Des plaintes de collectifs dénonçaient des vidéos circulant sur les réseaux, montrant des actes de cruauté extrême notamment sur des chats. Des actes effectués dans le but de les manger a répondu le principal mis en cause âgé de 72 ans. Il a affirmé que sur son île (Haïti), c'était courant et qu’il ne savait pas que c'était interdit ici en Guadeloupe.
Pour les associations animalières parties civiles, Maître Nabila Bélaidouni venue de Paris, ces sanctions sont l'occasion de rappeler les maltraitances trop souvent prises à la légère.
Je crois qu'il y a l'association 30 millions d'amis qui a également fait un signalement, vu la gravité des faits, je pense que le but principal, c'était de montrer que les actes commis par cet individu étaient extrêmement graves. Plus de deux minutes d'un chat qui hurle, qui a été ébouillanté, dépecé, qui a été dépoilé, à qui on a donné des coups de marteau. Et je crois qu'il est important que ces individus comprennent la gravité de leurs faits et surtout que la justice puisse préserver l'image de l'archipel de la Guadeloupe qui est parfois malmenée. Et puisse donner aussi aux citoyens français l'assurance que la cause animale est prise en compte et qu'on n'est pas face à des cas qui sont traités un peu à la légère.
Une cruauté indéniable
Maître Nabila Bélaidouni a dénoncé la stratégie de la défense qui consistait selon à elle à « déplacer le débat ».
J’ai fait des recherches en Haïti, je n’ai pas trouvé sur plusieurs supports de recherche que la consommation des chats était une coutume. On ne reproche pas à ce monsieur de manger des chats, on reproche à ce monsieur la manière qu'il mange des chats, qu'il mange des poules ou qu'il mange des escargots. Ça le regarde. Mais la manière qu'il a eue de procéder infliger de telles souffrances pendant deux minutes 30, ça n'est pas acceptable.
Pour la défense des prévenus Maître Annick Martial, rien dans la loi ne définit la méthode à adopter pour tuer un animal destiné à être mangé.

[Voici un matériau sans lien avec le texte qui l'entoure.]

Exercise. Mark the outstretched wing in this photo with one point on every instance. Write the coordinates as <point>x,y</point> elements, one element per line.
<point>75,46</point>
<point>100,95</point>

On parle de cruauté envers les animaux, ce que je peux admettre sans aucune difficulté. Simplement, il faut reconnaître aujourd'hui, quelles que soient nos habitudes alimentaires et nos préférences, quand on se nourrit d'un animal, et bien il y a un passage qui est celui de le faire passer de vie à trépas. Est-Ce que nous avons une manière qui a été édictée par la Loi, qui dise que telle ou telle manière est moins cruelle qu'une autre ? À l'heure actuelle, je n'en ai pas.
6 à 10 mois de prison ferme aménageables
Selon Maître Annick Martial, il est question de tradition culturelle d’un pays à un autre.
Utiliser un marteau pour pouvoir tuer un chat et ensuite l'ébouillanter alors que cet animal semble encore être en vie. On peut être choqué de cela et on peut également être sur le marché quelque part en Asie et constater qu'on déshabille un chat ou qu'on déshabille un chien tout vivant en passant un couteau sous sa gorge et en lui retirant sa peau.
Quoiqu’il en soit, dans ce cas précis, les mis en causes ont écopé de 6 et 10 de prison ferme aménageables.